L'homme de la Mancha : Le courage de ses idéaux
Scène

L’homme de la Mancha : Le courage de ses idéaux

Il y a cette idée que la vocation des poètes est animée par un désir de réinventer le monde qui les oppresse, d’en trouver le sens ou, du moins, d’en accepter le poids. C’est sur ce point que s’appuie L’homme de la Mancha, faisant de Cervantès un militant anti-establishment qui, avant de se faire questionner par l’Inquisition, plonge ses frères de cellule au coeur de son imaginaire. 

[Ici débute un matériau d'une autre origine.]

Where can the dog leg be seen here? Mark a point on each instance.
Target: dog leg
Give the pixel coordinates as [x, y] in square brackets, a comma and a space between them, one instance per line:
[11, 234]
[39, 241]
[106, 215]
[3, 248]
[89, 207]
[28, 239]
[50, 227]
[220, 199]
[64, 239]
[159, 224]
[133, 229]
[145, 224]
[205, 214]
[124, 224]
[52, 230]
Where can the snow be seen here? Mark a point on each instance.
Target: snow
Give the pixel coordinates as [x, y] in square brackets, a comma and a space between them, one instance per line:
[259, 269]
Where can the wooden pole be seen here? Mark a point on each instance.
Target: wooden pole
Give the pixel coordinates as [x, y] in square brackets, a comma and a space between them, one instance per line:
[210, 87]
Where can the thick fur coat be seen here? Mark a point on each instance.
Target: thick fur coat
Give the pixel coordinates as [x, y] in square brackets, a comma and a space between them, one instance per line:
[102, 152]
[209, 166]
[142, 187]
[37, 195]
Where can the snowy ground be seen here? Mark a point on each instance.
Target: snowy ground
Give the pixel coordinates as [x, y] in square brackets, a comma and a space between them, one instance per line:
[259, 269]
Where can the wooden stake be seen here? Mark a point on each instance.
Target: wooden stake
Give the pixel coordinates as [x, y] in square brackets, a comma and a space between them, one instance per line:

Créée à Broadway en 1965 par Dale Wasserman, puis traduite par Jacques Brel, la pièce de théâtre avait été mise en scène en 2002 par René-Richard Cyr alors qu’il en était encore à ses premières armes en matière de comédies musicales. Le succès fut si grand qu’il n’est pas étonnant qu’après avoir tourné pendant sept ans, elle soit reprise aujourd’hui.

Pour cette nouvelle édition, on retrouve les mêmes collaborateurs qui proposent un univers précis sans se toutefois sombrer dans le superflu. Ainsi, les décors de Réal Benoît, animés par les éclairages d’Étienne Boucher, évoquent tantôt un cachot, tantôt un château ou encore une auberge. De la même façon, la mise en scène de René-Richard Cyr ne s’égare jamais en artifice, laissant la mise en abîme du théâtre dans le théâtre exposer son propos. C’est donc candidement fasciné que le public, tout comme les prisonniers de la prison, se laisse entraîner dans cette évasion soigneusement orchestrée par le pouvoir des mots. 

Pour porter le texte et les chansons, la distribution est des plus solides, mais le tour de force est effectué par le trio principal qui réussit à amalgamer jeu badin et nuances émouvantes. Sylvain Scott en Sancho Pança est d’un comique candide parfaitement assuré, Éveline Gélinas porte en elle le poids de la cruauté réservée aux femmes en même temps que la résolution d’une guerrière, et Jean Maheu reprend son rôle en saisissant très bien comment faire de son Don Quichotte un idéaliste bouleversant plutôt qu’un demeuré fantasque. Maheu et Gélinas maîtrisent harmonieusement leurs voix et jouent de texture pour porter encore plus loin la vulnérabilité des personnages.

Il y a, dans la simplicité de cette production, une efficacité redoutable qui rappelle l’importance des arts afin d’échapper à une réalité étouffante. Alors qu’il nous faut déclencher les révolutions nécessaires au retour de notre équilibre, L’homme de la Mancha est le genre d’oeuvre qui prouve que notre imaginaire est capable de grandes choses. Il faudra ensuite se donner les moyens d’en réaliser les rêves.